As containers continue to grow in prominence, some PaaS solutions, such as cloudfoundry, are reworking their narrative to position themselves as container management systems. It is true that the current version of cloudfoundry supports direct deployment of Docker container images and provides platform components, like routing, health management and scaling. Some drawbacks to using a PaaS for container orchestration is that deployments become more prescriptive and it provides less granular control over container deployment and interactions.
Container images can be created in several ways, including using a mechanism like Dockerfile, or using other automation tools. Container images should never contain credentials or other sensitive data (see Discovery below). In some cases it may be appropriate to host an internal container registry. External registry options that provide private images may provide sufficient protection for some applications.
Another aspect of image security has to do with vulnerabilities. Some registry solutions provide image scanning tools that can detect vulnerabilities or out of date packages. When external images are used as a base for internal application images, these should be carefully curated and confirmed to be safe before using them to derive application images.

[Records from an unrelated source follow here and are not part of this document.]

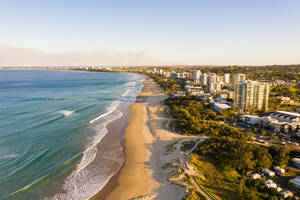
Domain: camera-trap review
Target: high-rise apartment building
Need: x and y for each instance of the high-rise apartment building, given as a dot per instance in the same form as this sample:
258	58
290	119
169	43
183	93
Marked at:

One motivation behind containerization is that it better accommodates Continuous Integration (CI) and Continuous Delivery (CD). When building CI/CD pipelines, it’s important that the orchestration layer make it easy to automate to lifecycle of containers for unittests, functional tests, load tests and other automatic verification of the current state of an applicaiton. The CI/CD pipeline may be responsible for both triggering container creation as well as creating the container image.
Two way communication with CI/CD tooling is important so that the end result of testing and validation can be reported and possibly acted on by the CI/CD tool affecting later stages.
Discovery is the process by which a container identifies other containers and services or registers itself to be found by other containers with which it participates in order to function. Discovery may include scenarios such as finding a database or static file storage with data necessary to run, or identifying other containers across which requests are distributed in order to accommodate synchronization.
Two common solutions for Discovery include a distributed key/value store and DNS. A distributed key/value store, such as etcd, ensures that each physical node hosting containers has a synchronized set of key/value data. In this scenario, the orchestration tool can add details about newly created containers to the key/value store so that existing containers are aware of them. New containers can query the key/value store to identify related containers and services.
DNS based discovery (a popular tools is Consul) is very similar, except that DNS is used to manage resolution of services and containers based on URLs. In this way, new containers can simply call the predetermined URL and trust that the request will be routed to the appropriate container or resource. As containers change, DNS is updated in realtime so that no changes are required on individual containers.